Former MLB Commissioner Fay Vincent Talks Sports Betting
He does not likely have any say on the future of sports betting in the United States, but Fay Vincent, the former commissioner of Major League Baseball, still may have some influence. And like other professional sports leaders, Vincent is coming around on the idea of legalized sports betting, even if he isn’t completely gung-ho about it. Vincent spoke with ESPN’s David Purdum last week on the topic and how he sees gambling playing into the future of sports.
Part of Purdum’s interview with Vincent goes back to a brief letter to the editor Vincent wrote to the New York Times in July about how Miami Marlins owner Jeffrey Loria is attempting to sell the team for $1.2 billion, 15 years after buying it for $158 million. In that letter, Vincent wrote:
“For Sale: Team With Few Fans, Sweet Stadium” (front page, July 5), about the effort to sell the Miami Marlins baseball team, doesn’t report the possibility that legal betting on all major sports is not far off. The anticipated flood of revenue to baseball team owners may explain the price being asked, $1.2 billion.
He expanded on that thought with Purdum, saying, “I know that [gambling] is precisely why these prices are going up. I’ve been really astonished and can’t believe, with the amount of money that’s going to flow to sports if gambling is permitted, that it’s not a subject of interest. And no one seems to be paying attention.”
In June, our Haley Hintze reported that the United States Supreme Court agreed to hear New Jersey’s lawsuit against the four major professional sports leagues in the U.S. plus the NCAA. Vincent, as he should, sees this as a huge development and that New Jersey could win, paving the way for the state’s casinos to start offering sports betting.
Currently, Nevada is the only state that has traditional sports betting. In 1992, the Professional and Amateur Sports Protection Act (PASPA) went into effect, making sports betting illegal in the country. States who had legalized sports betting for ten years prior to PASPA were allowed to grandfather in and keep their betting industry, but only Nevada, Montana, Delaware, and Oregon did so, the latter three having forms of sports lotteries, rather than odds-based sports betting.

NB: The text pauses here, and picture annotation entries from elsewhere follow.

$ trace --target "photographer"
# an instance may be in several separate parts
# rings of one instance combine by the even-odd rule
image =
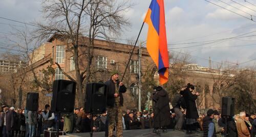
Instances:
[[[196,100],[200,96],[198,92],[193,94],[192,92],[195,90],[195,87],[190,83],[187,84],[187,88],[180,92],[186,101],[186,124],[187,126],[187,133],[190,134],[192,130],[195,130],[195,125],[197,124],[197,119],[199,117],[196,105]]]
[[[154,88],[154,132],[160,133],[158,129],[162,127],[163,132],[167,132],[166,127],[170,123],[170,107],[167,92],[161,86]]]

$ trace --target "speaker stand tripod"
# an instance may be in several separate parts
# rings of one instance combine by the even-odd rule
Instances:
[[[93,114],[92,114],[92,116],[91,117],[91,132],[90,132],[90,136],[93,137]]]
[[[57,113],[57,117],[58,120],[57,120],[57,137],[59,137],[59,122],[60,121],[61,114],[60,113]]]
[[[153,129],[153,131],[152,131],[151,132],[149,132],[146,133],[142,134],[142,135],[146,135],[151,134],[152,134],[152,133],[155,133],[157,135],[161,136],[161,133],[160,133],[160,131],[158,131],[158,132],[156,132],[154,131],[154,129]]]

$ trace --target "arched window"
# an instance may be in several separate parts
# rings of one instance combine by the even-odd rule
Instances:
[[[138,95],[138,87],[136,83],[133,83],[131,85],[130,91],[134,95]]]
[[[103,80],[99,80],[98,83],[100,83],[100,84],[104,84],[104,81]]]

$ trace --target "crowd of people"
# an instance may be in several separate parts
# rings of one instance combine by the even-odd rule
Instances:
[[[204,136],[207,137],[256,135],[255,114],[241,112],[233,117],[222,117],[218,111],[210,109],[206,114],[199,115],[196,100],[200,94],[190,84],[175,94],[172,101],[166,91],[160,86],[155,87],[152,95],[153,107],[142,112],[123,112],[121,93],[126,91],[126,88],[121,82],[115,80],[117,78],[118,72],[113,72],[112,79],[106,82],[112,92],[109,92],[107,111],[100,115],[86,113],[83,107],[59,115],[52,112],[49,104],[46,104],[42,110],[32,111],[9,108],[3,104],[0,110],[0,137],[37,137],[45,130],[57,128],[69,133],[105,131],[105,136],[112,136],[114,130],[117,131],[117,136],[122,136],[123,130],[152,128],[153,132],[159,134],[160,129],[164,133],[167,129],[174,129],[186,131],[187,134],[201,130]]]
[[[15,109],[13,107],[9,108],[6,104],[3,105],[2,108],[1,135],[3,136],[40,136],[44,130],[57,128],[57,115],[51,112],[48,104],[45,105],[44,110],[39,109],[37,112]],[[217,110],[210,109],[205,115],[200,115],[193,125],[188,126],[186,111],[182,108],[182,114],[180,114],[177,109],[177,107],[171,109],[169,119],[165,119],[170,122],[165,128],[180,131],[186,130],[187,133],[201,130],[203,131],[204,136],[221,137],[225,134],[227,136],[255,136],[256,135],[254,114],[248,115],[241,112],[233,117],[227,117],[226,125],[226,118],[222,118]],[[83,107],[76,108],[74,113],[61,115],[58,123],[59,128],[70,133],[91,132],[92,119],[94,132],[107,132],[107,113],[106,112],[93,117],[92,114],[86,113]],[[152,109],[143,110],[142,112],[127,109],[123,113],[123,130],[152,128],[154,124],[154,117]],[[163,129],[163,132],[164,130]]]

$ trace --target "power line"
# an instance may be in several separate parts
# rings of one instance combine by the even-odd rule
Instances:
[[[242,5],[242,4],[240,4],[240,3],[238,3],[238,2],[235,2],[235,1],[233,1],[233,0],[229,0],[229,1],[231,1],[231,2],[234,2],[234,3],[236,3],[236,4],[238,4],[238,5],[241,5],[241,6],[242,6],[244,7],[245,7],[245,8],[247,8],[247,9],[250,9],[250,10],[252,10],[252,11],[254,11],[254,12],[256,12],[256,11],[255,11],[255,10],[253,10],[253,9],[251,9],[251,8],[249,8],[249,7],[247,7],[247,6],[244,6],[244,5]]]
[[[236,28],[236,29],[230,29],[230,30],[227,30],[227,31],[225,31],[219,32],[219,33],[214,33],[214,34],[210,34],[210,35],[205,35],[205,36],[201,36],[201,37],[196,37],[196,38],[190,38],[190,39],[186,39],[186,40],[181,40],[181,41],[176,41],[175,42],[186,41],[189,41],[189,40],[194,40],[194,39],[199,39],[199,38],[202,38],[207,37],[208,37],[208,36],[211,36],[216,35],[217,35],[217,34],[221,34],[221,33],[225,33],[225,32],[231,31],[233,31],[233,30],[238,30],[238,29],[243,29],[243,28],[245,28],[252,26],[253,26],[253,25],[256,25],[256,24],[254,24],[250,25],[248,25],[248,26],[240,27],[240,28]],[[175,44],[175,43],[174,43],[174,44]]]
[[[234,14],[237,14],[237,15],[239,15],[239,16],[242,16],[242,17],[244,17],[244,18],[247,18],[247,19],[249,19],[249,20],[251,20],[251,21],[253,21],[253,22],[256,22],[256,21],[254,21],[254,20],[253,20],[253,19],[252,19],[252,18],[248,18],[248,17],[247,17],[245,16],[244,16],[244,15],[241,15],[241,14],[239,14],[239,13],[236,13],[236,12],[233,12],[233,11],[232,11],[229,10],[229,9],[226,9],[226,8],[224,8],[224,7],[222,7],[222,6],[219,6],[219,5],[217,5],[217,4],[215,4],[215,3],[212,3],[212,2],[209,2],[209,1],[207,1],[207,0],[204,0],[204,1],[205,1],[209,3],[211,3],[211,4],[213,4],[213,5],[215,5],[215,6],[218,6],[218,7],[221,7],[221,8],[223,8],[223,9],[225,9],[225,10],[228,10],[228,11],[230,11],[230,12],[232,12],[232,13],[234,13]],[[230,0],[230,1],[232,1],[232,0]]]
[[[256,36],[256,35],[253,35],[253,36]],[[207,45],[207,44],[212,44],[212,43],[217,43],[217,42],[222,43],[222,42],[225,42],[225,41],[229,41],[229,40],[230,40],[230,39],[223,39],[223,40],[221,40],[216,41],[213,41],[213,42],[208,42],[208,43],[203,43],[203,44],[199,44],[199,45],[192,45],[192,46],[188,46],[181,47],[173,47],[173,48],[169,48],[168,49],[181,49],[181,48],[189,48],[189,47],[197,47],[197,46],[203,46],[203,45]]]
[[[172,51],[173,51],[173,52],[177,52],[177,53],[182,53],[182,54],[186,54],[186,53],[184,53],[184,52],[179,52],[179,51],[175,51],[175,50],[172,50],[171,52]],[[193,56],[193,55],[191,55],[191,54],[189,54],[189,56],[191,56],[192,57],[194,57],[195,58],[198,58],[198,59],[202,59],[202,60],[206,60],[206,61],[209,61],[208,59],[206,59],[201,58],[201,57],[199,57]],[[221,62],[217,62],[217,61],[214,61],[212,60],[211,60],[211,61],[213,62],[215,62],[216,63],[218,63],[218,64],[223,64],[223,63],[222,63]],[[232,64],[236,64],[236,63],[232,63]]]
[[[247,14],[248,15],[249,15],[251,16],[251,16],[256,17],[256,16],[254,16],[254,15],[252,15],[252,14],[250,14],[250,13],[247,13],[247,12],[245,12],[245,11],[244,11],[243,10],[240,10],[240,9],[239,9],[239,8],[237,8],[237,7],[234,7],[234,6],[232,6],[232,5],[230,5],[230,4],[229,4],[227,3],[226,3],[226,2],[223,2],[223,1],[221,1],[221,0],[218,0],[218,1],[220,1],[220,2],[222,2],[222,3],[224,3],[224,4],[226,4],[226,5],[228,5],[228,6],[230,6],[230,7],[233,7],[233,8],[235,8],[235,9],[237,9],[237,10],[239,10],[239,11],[242,11],[242,12],[244,12],[244,13],[245,13]]]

Vincent himself played an important role in one of the most significant sports-betting related controversies in sports history. In 1989, all-time MLB hits leader Pete Rose was investigated for allegedly betting on baseball games when he was the manager of the Cincinnati Reds in the mid-late 1980’s. In a report, John Dowd detailed that Rose bet extensively on his team while manager. Rose denied it, though over the years, his story changed to never betting on his team to eventually betting on his team, but never against it.
Pete Rose was banned from baseball in mid-1989 and Fay Vincent was the deputy commissioner at the time, significantly involved in the ban agreement. Rose applied for reinstatement in the early-1990’s when Vincent was MLB’s commissioner, but Vincent never acted on the application. Rose remains banned to this day; most people with half a brain believe he bet both on the Reds and against them.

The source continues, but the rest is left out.